2. Non-RRSP Investment is done with after-tax dollars: $5,000*(1-marginal tax rate)
3. Retire at age 65 and withdraw all funds over a 10 year period - withdrawls indexed to inflation so that the withdrawl the second year is 3% greater than in year one.
4. Rate of return on RRSP assets: 10%
5. Capital Gains inclusion rate: 50%
6. Inflation rate: 3%
7. All gains outside RRSP are assumed to come in the form of capital gains.
The "absolute buy and hold" means that once a stock is bought it is not sold until retirement so that all taxes are paid when the investment is sold. This is an unrealistic assumption but it is intended to test the best possible result of investing outside of registered plans. In this scenario, all gains accrue in the same tax deffered way as investments inside of the registered plan.
The "all gains taxed when earned" means that taxes are paid on all gains made during a given year. This is the other extreme and is intended to test the worst case scenario outside of registered plans. Note that under this scenario there is no tax liability at retirement once you begin to liquidate your investments (the only taxes paid are on the gains made on the balance of the portfolio). The available pool of savings is much less than the RRSP pool but the taxes paid when the investments are sold are also much less.
RRSPs more beneficial the higher your working marginal tax rate and the lower your retirement marginal rate
Choose non-registered investments if you can beat RRSP returns by:
>1.5% if you are in the low tax bracket
>2.5% if you are in the mid tax bracket
>3.5% if you are in the high tax bracket
Given that historical US market returns have been about 2% higher than in Canada (S&P 500 vs TSE 300) it can be said that those in the lower tax brackets should seriously consider investing close to 100% of their portfolios in US stocks. Furthermore, given the results from a poll I posted a few days ago, it seems many believe they can achieve significantly higher returns from investing in (high growth) US stocks. Risk tollerant individuals could benefit from investing all their money outside of registered plans - even if in the highest tax brackets. YES you pay more taxes every year when you invest outside of registered plans BUT your tax burden in retirement is MUCH LOWER, so that in certain cases, your AFTER-TAX cash flow is higher having invested your savings outside of registered plans - short-term pain for long-term gain if you will.
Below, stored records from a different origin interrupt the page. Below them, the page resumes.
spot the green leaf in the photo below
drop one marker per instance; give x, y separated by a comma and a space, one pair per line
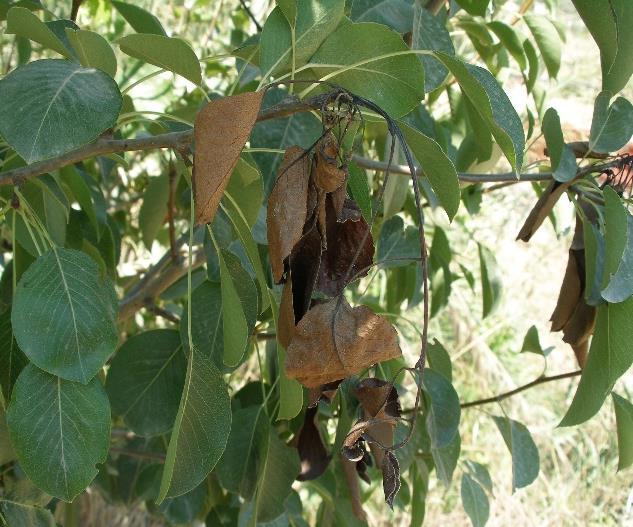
145, 381
21, 514
439, 359
12, 360
23, 23
240, 465
475, 501
64, 315
562, 157
482, 90
548, 41
612, 125
610, 356
171, 54
141, 21
525, 457
442, 420
397, 14
349, 58
490, 283
436, 166
611, 32
430, 33
624, 423
93, 50
532, 343
315, 21
154, 208
60, 430
200, 431
49, 119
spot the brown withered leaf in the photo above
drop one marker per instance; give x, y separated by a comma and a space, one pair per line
390, 477
312, 453
333, 341
221, 130
328, 176
345, 238
287, 208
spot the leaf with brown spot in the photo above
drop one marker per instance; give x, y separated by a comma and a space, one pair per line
221, 130
362, 338
287, 208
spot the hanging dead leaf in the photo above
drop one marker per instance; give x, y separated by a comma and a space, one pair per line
333, 341
287, 208
312, 453
390, 477
350, 249
221, 130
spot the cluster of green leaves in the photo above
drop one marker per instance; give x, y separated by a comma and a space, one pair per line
76, 376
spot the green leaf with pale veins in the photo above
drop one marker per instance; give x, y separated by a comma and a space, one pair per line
475, 501
49, 119
145, 381
525, 457
64, 315
200, 431
171, 54
60, 430
624, 424
350, 58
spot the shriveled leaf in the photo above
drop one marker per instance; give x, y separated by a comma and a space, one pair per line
287, 208
624, 424
525, 457
48, 119
59, 453
64, 315
221, 130
145, 381
171, 54
334, 341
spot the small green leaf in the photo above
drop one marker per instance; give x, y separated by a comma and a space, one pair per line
23, 23
624, 423
548, 41
142, 21
349, 58
145, 381
171, 54
60, 430
49, 119
64, 315
475, 501
612, 125
93, 51
525, 457
200, 431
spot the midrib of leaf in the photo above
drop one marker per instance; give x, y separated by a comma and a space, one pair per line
72, 311
138, 398
48, 109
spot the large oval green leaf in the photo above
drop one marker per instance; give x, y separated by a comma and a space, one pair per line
201, 429
64, 315
44, 104
60, 430
145, 381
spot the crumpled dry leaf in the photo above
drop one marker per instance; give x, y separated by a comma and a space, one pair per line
287, 208
345, 238
362, 338
390, 477
221, 130
312, 453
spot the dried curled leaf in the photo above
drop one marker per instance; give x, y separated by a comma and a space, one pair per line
221, 130
287, 208
333, 341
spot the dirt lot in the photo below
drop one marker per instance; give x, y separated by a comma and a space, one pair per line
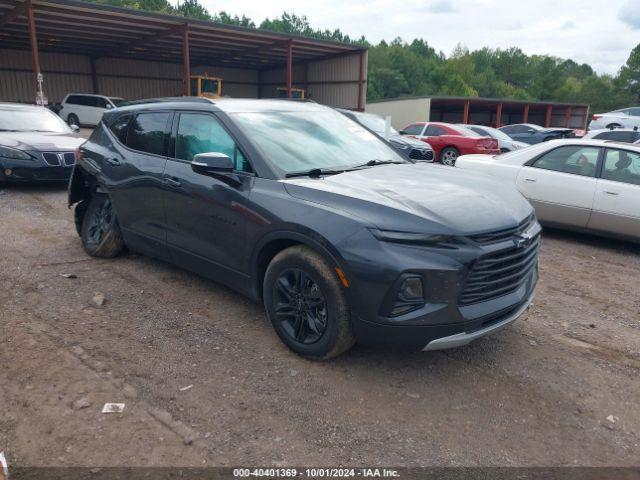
559, 387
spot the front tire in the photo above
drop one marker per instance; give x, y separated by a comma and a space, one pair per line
449, 155
100, 233
306, 304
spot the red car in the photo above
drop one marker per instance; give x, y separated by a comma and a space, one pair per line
450, 141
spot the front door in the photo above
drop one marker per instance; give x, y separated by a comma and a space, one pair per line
205, 213
616, 207
133, 173
561, 184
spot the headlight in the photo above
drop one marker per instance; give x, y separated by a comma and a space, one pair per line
8, 152
409, 237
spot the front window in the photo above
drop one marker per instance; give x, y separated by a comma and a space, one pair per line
297, 141
31, 120
572, 159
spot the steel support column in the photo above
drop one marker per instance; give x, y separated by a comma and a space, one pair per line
35, 54
465, 115
547, 122
361, 83
289, 67
186, 64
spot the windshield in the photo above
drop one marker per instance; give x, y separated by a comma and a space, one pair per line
301, 141
375, 123
31, 120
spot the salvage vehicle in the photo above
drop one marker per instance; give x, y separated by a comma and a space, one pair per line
505, 142
449, 141
79, 109
531, 134
623, 118
35, 144
295, 205
584, 185
412, 148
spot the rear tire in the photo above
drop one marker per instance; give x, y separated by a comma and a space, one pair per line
449, 155
73, 119
306, 304
100, 233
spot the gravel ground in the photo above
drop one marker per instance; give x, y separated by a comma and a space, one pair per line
207, 382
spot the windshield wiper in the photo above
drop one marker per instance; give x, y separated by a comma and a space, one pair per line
314, 172
373, 163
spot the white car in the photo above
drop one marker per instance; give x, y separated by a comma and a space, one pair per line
578, 184
623, 118
626, 135
85, 109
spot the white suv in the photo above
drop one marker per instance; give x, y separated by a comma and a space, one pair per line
623, 118
84, 109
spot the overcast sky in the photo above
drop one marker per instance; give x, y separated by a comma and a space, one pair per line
601, 33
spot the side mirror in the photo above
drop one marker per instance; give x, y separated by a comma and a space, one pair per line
212, 162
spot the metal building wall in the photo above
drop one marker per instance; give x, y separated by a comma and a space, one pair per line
333, 81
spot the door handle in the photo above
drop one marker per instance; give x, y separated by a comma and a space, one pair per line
172, 182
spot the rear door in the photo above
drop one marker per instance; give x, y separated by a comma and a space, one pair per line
561, 184
206, 214
616, 207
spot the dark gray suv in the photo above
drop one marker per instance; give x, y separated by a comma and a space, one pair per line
296, 206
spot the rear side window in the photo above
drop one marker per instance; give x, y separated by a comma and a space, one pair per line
119, 127
435, 131
622, 166
146, 133
414, 129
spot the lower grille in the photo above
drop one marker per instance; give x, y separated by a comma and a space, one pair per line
421, 154
500, 273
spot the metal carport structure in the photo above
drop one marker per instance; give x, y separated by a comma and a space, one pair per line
92, 47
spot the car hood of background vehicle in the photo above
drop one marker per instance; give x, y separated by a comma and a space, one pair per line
420, 197
42, 141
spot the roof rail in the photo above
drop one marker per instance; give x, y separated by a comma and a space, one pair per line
168, 100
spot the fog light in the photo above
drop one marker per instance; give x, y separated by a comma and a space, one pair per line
411, 289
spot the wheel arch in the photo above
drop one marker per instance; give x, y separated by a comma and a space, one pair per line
275, 242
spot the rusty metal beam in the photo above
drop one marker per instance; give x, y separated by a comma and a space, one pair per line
140, 42
186, 63
19, 10
289, 66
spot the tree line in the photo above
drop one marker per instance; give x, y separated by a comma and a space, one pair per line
399, 68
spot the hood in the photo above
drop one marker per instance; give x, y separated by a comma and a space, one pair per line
41, 141
412, 142
422, 198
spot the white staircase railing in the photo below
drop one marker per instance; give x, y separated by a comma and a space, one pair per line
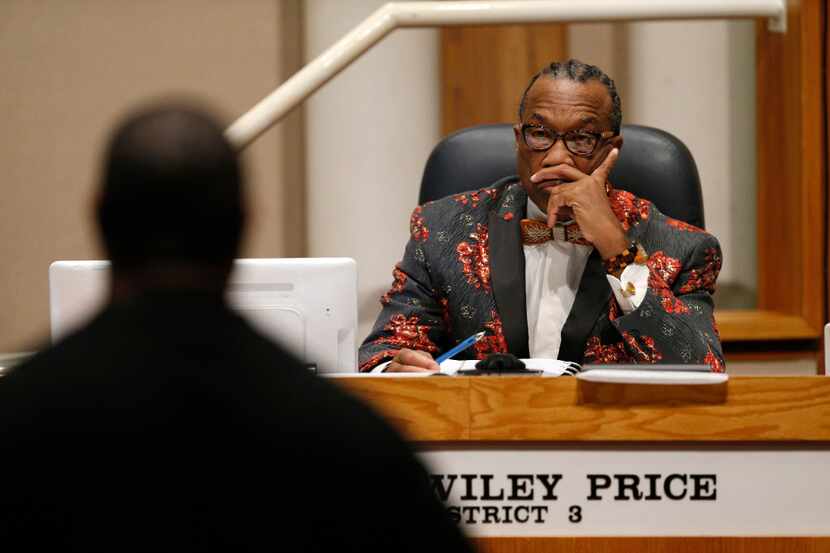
435, 14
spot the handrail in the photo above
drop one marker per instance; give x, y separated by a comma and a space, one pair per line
435, 14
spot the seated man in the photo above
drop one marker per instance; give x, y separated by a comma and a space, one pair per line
554, 263
168, 423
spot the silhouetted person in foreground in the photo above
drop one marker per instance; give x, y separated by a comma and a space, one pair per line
167, 423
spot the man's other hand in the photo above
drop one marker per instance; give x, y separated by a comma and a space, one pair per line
412, 361
587, 196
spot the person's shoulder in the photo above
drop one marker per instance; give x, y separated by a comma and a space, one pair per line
634, 210
482, 199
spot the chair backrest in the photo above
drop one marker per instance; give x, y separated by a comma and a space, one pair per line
653, 164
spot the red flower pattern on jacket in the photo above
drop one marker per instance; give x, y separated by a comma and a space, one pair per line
377, 359
474, 198
397, 285
407, 333
706, 276
628, 208
682, 225
714, 363
475, 258
417, 228
445, 314
662, 272
643, 350
663, 266
613, 310
597, 352
494, 343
There are other advantages to non-registered plans which have not been accounted for in the calculations but which have sigificant benefits. These include:
1. Ability to use your portfolio assets as collateral.
2. Interest on funds borrowed for non-registered investment are tax deductible.
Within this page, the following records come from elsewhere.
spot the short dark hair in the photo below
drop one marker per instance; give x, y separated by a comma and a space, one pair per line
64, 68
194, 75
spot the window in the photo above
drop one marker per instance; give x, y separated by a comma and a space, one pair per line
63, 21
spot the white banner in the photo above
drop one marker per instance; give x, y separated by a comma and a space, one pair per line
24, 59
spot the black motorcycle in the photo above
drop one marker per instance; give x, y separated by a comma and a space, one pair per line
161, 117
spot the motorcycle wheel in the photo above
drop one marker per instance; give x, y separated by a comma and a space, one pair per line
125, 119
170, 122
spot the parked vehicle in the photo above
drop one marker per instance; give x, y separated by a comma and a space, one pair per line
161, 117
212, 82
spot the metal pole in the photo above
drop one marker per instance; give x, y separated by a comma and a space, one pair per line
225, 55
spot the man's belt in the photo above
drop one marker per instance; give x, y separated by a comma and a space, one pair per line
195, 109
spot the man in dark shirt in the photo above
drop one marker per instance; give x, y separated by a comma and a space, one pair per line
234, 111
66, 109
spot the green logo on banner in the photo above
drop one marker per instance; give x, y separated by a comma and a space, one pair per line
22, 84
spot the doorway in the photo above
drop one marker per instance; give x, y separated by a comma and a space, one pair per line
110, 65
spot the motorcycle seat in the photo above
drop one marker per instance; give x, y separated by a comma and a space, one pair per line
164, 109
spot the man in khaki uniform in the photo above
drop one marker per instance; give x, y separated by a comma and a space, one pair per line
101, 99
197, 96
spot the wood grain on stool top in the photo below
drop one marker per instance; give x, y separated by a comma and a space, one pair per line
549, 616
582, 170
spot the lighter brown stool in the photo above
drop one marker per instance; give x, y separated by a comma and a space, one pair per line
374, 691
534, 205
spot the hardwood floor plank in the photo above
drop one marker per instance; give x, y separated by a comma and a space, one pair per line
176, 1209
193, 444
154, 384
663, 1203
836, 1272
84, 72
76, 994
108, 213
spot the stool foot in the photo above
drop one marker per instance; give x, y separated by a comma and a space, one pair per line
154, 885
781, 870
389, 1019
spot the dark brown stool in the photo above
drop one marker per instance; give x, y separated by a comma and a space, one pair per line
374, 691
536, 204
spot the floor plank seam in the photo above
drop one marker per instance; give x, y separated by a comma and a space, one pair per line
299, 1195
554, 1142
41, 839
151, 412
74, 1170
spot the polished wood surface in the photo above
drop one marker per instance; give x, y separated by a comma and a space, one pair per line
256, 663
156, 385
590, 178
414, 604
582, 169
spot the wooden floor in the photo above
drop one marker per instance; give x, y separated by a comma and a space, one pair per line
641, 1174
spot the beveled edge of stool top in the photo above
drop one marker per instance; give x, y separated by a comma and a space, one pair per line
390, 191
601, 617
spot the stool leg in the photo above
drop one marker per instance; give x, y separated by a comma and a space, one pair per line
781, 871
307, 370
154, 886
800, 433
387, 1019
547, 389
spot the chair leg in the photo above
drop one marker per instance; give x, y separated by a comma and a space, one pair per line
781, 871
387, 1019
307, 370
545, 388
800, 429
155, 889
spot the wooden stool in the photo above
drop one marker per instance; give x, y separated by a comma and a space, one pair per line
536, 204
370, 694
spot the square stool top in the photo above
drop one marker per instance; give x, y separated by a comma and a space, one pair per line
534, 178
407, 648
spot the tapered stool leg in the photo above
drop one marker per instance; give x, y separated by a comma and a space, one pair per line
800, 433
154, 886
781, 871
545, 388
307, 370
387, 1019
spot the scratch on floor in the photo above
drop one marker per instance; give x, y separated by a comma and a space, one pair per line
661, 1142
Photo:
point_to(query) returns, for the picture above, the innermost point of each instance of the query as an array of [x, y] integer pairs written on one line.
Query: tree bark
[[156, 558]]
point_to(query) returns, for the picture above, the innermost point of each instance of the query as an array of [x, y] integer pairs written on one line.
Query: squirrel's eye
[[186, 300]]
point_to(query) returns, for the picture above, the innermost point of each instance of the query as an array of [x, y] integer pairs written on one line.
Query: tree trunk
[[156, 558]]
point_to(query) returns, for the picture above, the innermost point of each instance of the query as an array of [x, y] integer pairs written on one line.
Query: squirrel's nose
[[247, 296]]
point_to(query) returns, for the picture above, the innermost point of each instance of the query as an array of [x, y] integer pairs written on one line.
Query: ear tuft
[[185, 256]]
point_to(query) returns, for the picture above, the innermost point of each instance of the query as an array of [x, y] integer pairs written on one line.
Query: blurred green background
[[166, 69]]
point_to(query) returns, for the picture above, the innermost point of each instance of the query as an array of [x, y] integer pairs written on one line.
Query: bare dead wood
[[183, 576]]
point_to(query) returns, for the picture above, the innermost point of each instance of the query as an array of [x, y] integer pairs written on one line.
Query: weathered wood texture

3. RRSP funds have to be converted to RRIFs at age 69(ie you have to begin withdrawing the funds) and therefore potentially putting you in a higher tax bracket even if you do not need the income. Non-registered investments do not have to be liquidated. Therefore, your tax planning is more flexible at retirement.
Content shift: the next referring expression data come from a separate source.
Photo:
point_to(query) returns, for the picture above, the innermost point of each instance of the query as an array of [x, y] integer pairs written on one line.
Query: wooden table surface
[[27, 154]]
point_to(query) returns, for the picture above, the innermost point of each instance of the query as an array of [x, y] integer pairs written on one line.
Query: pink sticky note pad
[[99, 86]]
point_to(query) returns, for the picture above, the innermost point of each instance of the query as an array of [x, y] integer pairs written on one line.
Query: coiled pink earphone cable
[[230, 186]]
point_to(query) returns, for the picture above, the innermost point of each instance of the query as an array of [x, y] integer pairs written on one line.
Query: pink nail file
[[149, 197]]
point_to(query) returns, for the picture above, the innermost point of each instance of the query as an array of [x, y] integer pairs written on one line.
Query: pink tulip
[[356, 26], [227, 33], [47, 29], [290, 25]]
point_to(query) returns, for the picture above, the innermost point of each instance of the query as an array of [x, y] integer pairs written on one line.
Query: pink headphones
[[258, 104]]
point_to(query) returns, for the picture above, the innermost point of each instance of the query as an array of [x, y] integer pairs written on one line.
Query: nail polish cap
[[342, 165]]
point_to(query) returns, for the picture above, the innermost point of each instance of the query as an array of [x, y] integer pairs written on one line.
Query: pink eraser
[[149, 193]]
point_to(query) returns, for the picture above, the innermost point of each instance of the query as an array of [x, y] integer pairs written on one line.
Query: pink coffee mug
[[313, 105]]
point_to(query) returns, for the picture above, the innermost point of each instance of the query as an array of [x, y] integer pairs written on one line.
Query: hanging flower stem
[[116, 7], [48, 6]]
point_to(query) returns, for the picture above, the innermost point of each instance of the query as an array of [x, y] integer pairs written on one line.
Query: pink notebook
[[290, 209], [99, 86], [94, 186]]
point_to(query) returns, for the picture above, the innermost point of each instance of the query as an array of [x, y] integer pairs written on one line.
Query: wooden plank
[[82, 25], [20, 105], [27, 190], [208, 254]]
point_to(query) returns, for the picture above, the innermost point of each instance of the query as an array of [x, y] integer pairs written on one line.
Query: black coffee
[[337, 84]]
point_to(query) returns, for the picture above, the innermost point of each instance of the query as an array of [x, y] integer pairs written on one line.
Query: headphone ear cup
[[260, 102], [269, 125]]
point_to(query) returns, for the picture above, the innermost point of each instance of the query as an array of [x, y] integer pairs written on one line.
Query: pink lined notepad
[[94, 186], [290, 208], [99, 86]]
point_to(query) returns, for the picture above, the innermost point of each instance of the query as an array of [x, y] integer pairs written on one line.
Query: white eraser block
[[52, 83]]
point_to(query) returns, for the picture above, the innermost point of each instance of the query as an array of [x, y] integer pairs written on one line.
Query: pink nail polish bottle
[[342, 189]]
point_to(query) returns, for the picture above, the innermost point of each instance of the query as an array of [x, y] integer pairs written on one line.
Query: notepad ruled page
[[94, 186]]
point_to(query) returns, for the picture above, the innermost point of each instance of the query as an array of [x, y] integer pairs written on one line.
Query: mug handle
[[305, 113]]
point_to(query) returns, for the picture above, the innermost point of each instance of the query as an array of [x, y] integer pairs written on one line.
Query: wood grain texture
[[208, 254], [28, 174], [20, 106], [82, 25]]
Final conclusion: While RRSPs may be great investment vehicles for some, they are not for everyone. Please do not follow the the heard and the Wise blindly - do a full and complete assessment of your individual LONG-TERM circumstances before you "max your RRSP".
PS For what it's worth, as a result of listening to the Wise in the past, I have all my current non-real estate retirement savings tied up in a self-directed RRSP. I DO NOT intend to add funds to this portfolio in the future!